WATCHMAN FLX is an FDA approved device being studied for an expanded indication as a first line therapy vs OAC for post-ablation NVAF patients. The use of WATCHMAN or WATCHMAN FLX as a first-line therapy for stroke risk reduction in post-ablation NVAF patients is considered investigational.

Important Safety Information

The WATCHMAN and WATCHMAN FLX Devices are permanent implants designed to close the left atrial appendage in the heart in an effort to reduce the risk of stroke.

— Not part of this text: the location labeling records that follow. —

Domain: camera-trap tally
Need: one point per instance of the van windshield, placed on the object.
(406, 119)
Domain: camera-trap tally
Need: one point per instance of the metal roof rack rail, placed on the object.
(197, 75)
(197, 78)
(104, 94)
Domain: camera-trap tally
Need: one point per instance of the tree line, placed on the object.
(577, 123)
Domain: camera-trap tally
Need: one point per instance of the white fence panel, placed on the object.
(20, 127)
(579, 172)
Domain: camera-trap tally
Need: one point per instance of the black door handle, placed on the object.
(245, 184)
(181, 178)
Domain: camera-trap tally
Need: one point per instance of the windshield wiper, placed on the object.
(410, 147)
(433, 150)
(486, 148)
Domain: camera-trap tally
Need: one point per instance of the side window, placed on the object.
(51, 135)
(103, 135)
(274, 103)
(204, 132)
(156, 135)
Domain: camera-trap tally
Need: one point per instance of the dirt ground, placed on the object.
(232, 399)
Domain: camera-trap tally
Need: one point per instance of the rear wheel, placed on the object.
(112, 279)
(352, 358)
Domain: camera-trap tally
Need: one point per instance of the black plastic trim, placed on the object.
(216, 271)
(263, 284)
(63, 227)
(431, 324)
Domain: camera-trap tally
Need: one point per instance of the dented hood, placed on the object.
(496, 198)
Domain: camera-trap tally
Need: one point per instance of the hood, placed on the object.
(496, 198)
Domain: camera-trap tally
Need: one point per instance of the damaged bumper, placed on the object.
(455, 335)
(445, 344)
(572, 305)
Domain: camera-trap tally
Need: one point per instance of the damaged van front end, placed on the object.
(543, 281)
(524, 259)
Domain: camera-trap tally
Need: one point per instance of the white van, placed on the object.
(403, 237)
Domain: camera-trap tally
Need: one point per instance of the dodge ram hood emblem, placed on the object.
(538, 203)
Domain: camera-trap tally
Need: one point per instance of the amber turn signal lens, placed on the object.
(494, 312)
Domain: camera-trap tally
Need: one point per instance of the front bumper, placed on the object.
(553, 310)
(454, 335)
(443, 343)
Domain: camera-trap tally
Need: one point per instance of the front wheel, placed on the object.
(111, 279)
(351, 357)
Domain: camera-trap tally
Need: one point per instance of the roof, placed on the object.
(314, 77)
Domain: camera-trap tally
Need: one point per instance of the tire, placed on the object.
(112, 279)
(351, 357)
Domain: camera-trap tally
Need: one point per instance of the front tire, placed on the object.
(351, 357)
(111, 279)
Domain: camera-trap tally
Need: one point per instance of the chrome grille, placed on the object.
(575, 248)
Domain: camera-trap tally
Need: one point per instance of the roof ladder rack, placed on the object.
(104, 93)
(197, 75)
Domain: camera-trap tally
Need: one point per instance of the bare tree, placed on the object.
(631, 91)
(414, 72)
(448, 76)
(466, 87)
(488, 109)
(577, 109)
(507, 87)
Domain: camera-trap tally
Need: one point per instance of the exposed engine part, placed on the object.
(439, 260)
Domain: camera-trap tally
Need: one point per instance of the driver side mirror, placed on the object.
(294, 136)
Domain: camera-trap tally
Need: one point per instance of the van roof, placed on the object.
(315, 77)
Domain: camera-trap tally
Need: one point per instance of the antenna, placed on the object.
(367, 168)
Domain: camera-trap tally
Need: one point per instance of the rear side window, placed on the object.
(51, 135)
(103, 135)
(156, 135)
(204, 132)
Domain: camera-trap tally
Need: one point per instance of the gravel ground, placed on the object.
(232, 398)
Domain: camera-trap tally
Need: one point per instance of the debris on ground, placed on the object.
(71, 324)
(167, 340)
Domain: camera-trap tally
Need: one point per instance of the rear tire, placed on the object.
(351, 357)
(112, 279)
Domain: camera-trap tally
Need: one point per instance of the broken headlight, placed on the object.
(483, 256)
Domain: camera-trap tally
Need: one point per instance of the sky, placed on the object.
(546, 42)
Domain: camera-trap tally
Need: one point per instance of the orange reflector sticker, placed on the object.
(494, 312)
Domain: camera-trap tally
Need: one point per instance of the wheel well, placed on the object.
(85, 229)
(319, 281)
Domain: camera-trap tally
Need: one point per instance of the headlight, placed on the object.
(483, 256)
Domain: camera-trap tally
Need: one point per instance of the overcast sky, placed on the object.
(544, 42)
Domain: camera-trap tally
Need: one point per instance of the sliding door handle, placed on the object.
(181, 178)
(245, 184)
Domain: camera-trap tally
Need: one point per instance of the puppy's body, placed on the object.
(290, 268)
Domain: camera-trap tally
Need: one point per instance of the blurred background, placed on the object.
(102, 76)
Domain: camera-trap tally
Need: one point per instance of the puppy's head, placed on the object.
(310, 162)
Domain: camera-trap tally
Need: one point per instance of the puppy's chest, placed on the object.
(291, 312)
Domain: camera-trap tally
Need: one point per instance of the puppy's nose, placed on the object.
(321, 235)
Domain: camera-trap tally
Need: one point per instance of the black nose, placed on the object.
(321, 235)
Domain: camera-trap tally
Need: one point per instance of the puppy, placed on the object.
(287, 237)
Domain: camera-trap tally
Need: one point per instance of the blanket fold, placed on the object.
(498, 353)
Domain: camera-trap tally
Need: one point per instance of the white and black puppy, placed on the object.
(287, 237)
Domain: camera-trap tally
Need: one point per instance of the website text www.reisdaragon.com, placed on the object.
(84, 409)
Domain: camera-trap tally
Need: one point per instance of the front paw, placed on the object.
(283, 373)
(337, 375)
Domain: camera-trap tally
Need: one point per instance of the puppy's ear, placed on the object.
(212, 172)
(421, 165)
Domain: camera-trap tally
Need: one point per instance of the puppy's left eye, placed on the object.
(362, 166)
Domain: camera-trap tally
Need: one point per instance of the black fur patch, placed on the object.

With all medical procedures there are risks associated with the implant procedure and the use of the device. The risks include but are not limited to accidental heart puncture, air embolism, allergic reaction, anemia, anesthesia risks, arrhythmias, AV (Arteriovenous) fistula, bleeding or throat pain from the TEE (Trans Esophageal Echo) probe, blood clot or air bubbles in the lungs or other organs, bruising at the catheter insertion site, clot formation on the device, cranial bleed, excessive bleeding, gastrointestinal bleeding, groin puncture bleed, hypotension, infection/pneumonia, pneumothorax, pulmonary edema, pulmonary vein obstruction, renal failure, stroke, thrombosis and transient ischemic attack. In rare cases death can occur.

Be sure to talk with your doctor so that you thoroughly understand all of the risks and benefits associated with the implantation of the device.